NFUS' understanding is that Professor Russel Griggs' Group has already made recommendations concerning greening changes announced by Cabinet Secretary in February. The Group should now also be able to consider implementation of the changes agreed in Brussels this week. Decisions need to be made very soon, as farmers are already planning their land use and cropping for 2018.

Speaking from Brussels, NFUS President Andrew McCornick said that the vote waters down the genuine simplification benefits that could have been delivered and will make life more difficult for Scottish farmers, not easier.

Mr McCornick went on: "The ban does have implications for autumn sown NFCs (nitrogen fixing crops), for example peas and beans that could be sown this autumn to be claimed on the 2018 Single Application Form as EFA NFC.

"Clarification is still needed on whether PPPs can be used during the establishment of these crops and whether the rules on spot application of PPPs on EFA fallow will be affected."

Market round-up

Messrs Craig Wilson Ltd sold 86 store heifers at Ayr on Thursday to a top of £1305 per head and 251.7p per kg to average £890.52 and 226.4p (-3.2p on the fortnight), while 102 store, beef-bred bullocks peaked at £1540 and 276.4p to level at £926.64 and 236.1p (+0.7p). Thirty-six store, B&W bullocks averaged £697.27 and 157.9p (-3.1p).
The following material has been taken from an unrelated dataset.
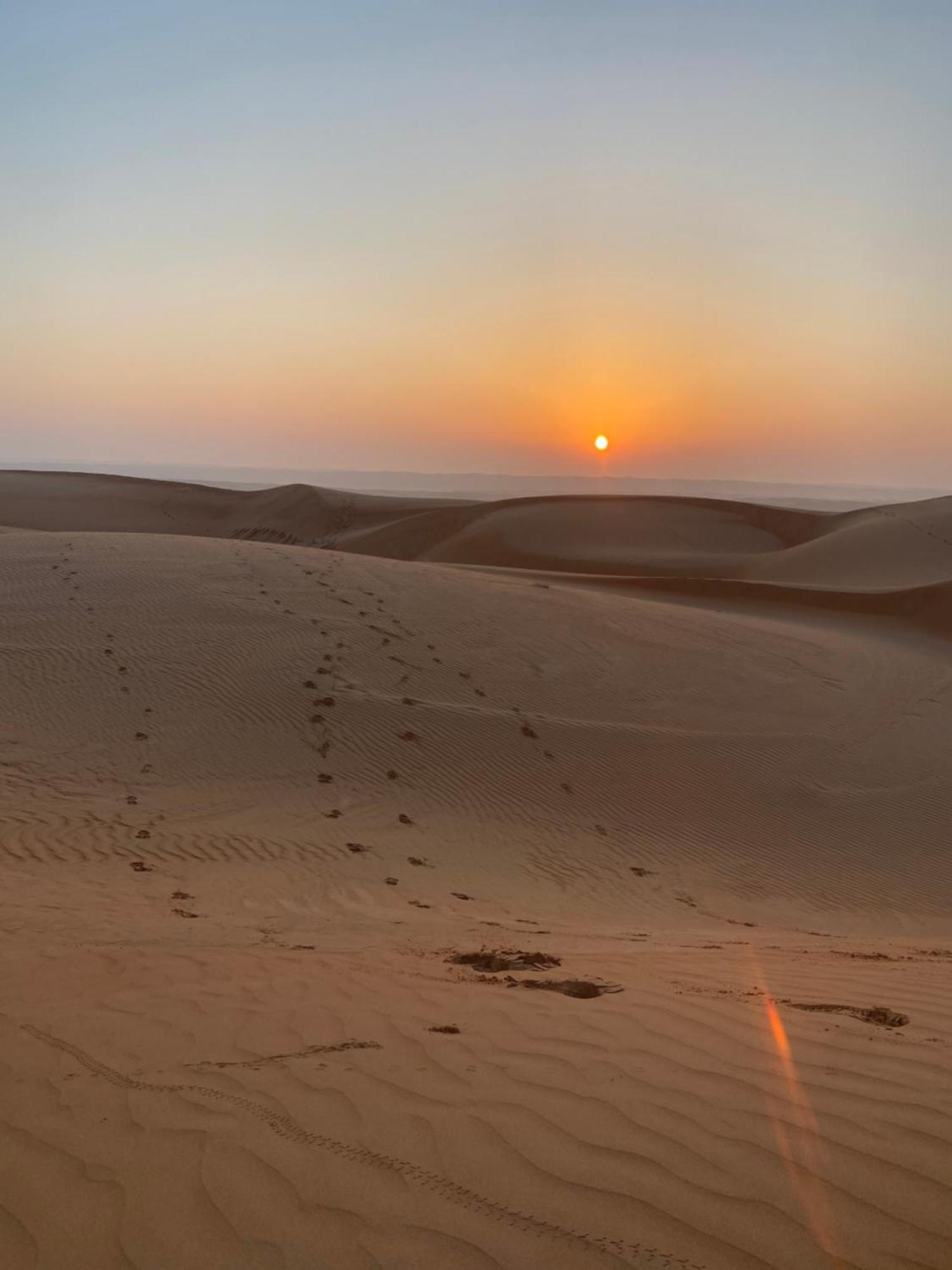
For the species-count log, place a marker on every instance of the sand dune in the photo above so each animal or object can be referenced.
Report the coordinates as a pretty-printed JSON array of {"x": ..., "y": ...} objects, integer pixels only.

Harrison & Hetherington Ltd sold 17 store heifers in St Boswells on Thursday to average 211.3p and 15 store bullocks to level at 237.8p.

C&D Auction Marts Ltd sold 2706 prime lambs in Longtown on Thursday to a top of £132 per head and 303p per kg to average 234p (-24.8p on the week), while 984 prime hoggs peaked at £124 and 230p to level at 187.5p(+1.1p).

The firm also had 3434 cast sheep forward when heavy ewes sold to £149 for Texels and averaged £90.61 (+£1.94), while light ewes peaked at £78 for Blackfaces and levelled at £57.35 (+£2.28). Rams sold to £140 for a Beltex and averaged £95.71.